Keywords: Oceans, Magic, Family, Bargains/Sacrifice, Rituals/Spells, Healing
Review: I like how the story reveals how magic works in this setting, how this mother is trying desperately to find a cure to a mysterious or otherwise terminal condition that her daughter has. What’s left to her is magic, and she goes about it boldly, without hesitation, both because she needs to in order to bring the proper respect and power to the ritual/spell and because if she doesn’t do it boldly, she might lose herself to the fear and doubt and panic creeping through her. The language is lovely, the imagery sharp, and the sense of mystery and power is definitely present and intriguing. The relationship between Nora and her husband, Adrian, is also something I was interested by, as at first it seems to maybe not be the greatest. At least, there was a part of me expecting when he arrives on the scene that he’s a disruptive force, and might not have wanted to try something like a spell, something that goes along with rather traditional “magic as realm of the sacred feminine” witchery that is fairly pervasive. I rather like and appreciate that it’s not that he was against it, or even non-magical himself, that led to him being late to the party, but rather that Nora was trying to protect him from whatever sacrifice might be necessary to save their child.
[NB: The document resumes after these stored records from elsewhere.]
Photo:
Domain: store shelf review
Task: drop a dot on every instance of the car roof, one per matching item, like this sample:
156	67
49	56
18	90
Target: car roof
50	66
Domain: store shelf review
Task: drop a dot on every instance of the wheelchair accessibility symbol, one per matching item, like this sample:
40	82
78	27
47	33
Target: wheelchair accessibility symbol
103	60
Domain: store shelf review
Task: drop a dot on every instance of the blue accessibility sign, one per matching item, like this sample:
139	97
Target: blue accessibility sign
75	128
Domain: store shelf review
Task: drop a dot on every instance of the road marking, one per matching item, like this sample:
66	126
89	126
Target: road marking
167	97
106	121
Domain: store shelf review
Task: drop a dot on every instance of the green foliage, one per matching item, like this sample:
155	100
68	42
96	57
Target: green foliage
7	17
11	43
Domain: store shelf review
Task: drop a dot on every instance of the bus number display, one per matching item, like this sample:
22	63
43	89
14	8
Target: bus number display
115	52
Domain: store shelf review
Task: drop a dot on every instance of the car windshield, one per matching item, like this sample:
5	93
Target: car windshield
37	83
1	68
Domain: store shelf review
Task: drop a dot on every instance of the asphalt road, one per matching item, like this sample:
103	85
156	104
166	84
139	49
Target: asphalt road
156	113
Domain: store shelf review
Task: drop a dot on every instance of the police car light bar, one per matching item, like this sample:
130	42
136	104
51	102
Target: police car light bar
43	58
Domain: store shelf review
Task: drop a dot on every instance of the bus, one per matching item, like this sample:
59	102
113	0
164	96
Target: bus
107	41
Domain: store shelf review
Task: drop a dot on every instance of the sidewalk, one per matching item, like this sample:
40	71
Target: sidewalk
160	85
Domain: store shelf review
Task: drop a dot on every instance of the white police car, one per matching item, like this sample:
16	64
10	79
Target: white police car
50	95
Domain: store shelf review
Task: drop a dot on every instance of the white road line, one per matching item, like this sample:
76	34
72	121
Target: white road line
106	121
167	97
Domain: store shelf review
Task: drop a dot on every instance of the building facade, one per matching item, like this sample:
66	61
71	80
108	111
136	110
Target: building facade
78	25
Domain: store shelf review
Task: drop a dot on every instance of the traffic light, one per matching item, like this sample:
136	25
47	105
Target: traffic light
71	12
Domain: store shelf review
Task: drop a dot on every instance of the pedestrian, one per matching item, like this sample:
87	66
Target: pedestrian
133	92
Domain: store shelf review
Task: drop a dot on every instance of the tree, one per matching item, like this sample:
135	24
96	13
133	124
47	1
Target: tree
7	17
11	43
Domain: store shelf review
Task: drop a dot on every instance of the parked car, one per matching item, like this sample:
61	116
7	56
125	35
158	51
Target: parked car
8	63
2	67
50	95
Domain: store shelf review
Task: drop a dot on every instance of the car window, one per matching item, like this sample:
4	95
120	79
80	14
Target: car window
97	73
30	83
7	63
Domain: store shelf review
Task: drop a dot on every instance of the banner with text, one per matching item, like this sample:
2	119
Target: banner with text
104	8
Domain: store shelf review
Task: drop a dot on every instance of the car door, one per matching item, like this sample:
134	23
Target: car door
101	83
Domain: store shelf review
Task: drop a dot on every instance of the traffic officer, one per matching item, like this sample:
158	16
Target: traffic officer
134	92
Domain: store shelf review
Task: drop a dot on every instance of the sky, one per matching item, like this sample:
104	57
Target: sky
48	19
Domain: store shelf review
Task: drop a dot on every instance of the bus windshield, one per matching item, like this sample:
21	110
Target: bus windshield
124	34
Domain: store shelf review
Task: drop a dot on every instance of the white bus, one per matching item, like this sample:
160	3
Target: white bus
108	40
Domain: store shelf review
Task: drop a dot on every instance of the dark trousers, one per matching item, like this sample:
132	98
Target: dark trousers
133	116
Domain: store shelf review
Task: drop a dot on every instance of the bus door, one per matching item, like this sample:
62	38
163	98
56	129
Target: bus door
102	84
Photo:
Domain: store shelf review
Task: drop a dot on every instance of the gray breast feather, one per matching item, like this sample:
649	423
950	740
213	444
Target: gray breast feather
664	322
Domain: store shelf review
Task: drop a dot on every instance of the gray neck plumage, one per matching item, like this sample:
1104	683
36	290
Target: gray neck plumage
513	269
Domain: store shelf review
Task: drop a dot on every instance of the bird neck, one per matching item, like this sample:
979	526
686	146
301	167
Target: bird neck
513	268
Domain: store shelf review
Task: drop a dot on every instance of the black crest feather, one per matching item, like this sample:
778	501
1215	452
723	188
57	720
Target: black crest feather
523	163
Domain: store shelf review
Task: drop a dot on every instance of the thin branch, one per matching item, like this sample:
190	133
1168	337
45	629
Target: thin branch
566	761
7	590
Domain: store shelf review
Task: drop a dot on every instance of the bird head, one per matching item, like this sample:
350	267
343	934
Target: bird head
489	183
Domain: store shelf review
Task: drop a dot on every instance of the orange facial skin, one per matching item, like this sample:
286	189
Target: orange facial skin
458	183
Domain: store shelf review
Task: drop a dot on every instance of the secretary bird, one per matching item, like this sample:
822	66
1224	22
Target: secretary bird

And I like that trying to do that might be her biggest mistake. Not because it means she needs a man but because it means that trying to take on that entire sacrifice is selfish precisely because it isn’t necessary. There are two of them, and they are better able to absorb the drain if they both work at it together, the efforts rewarded when they are able to both stand in willingness to give for their child and for each other. And it’s a lovely read and a great way to close out the issue!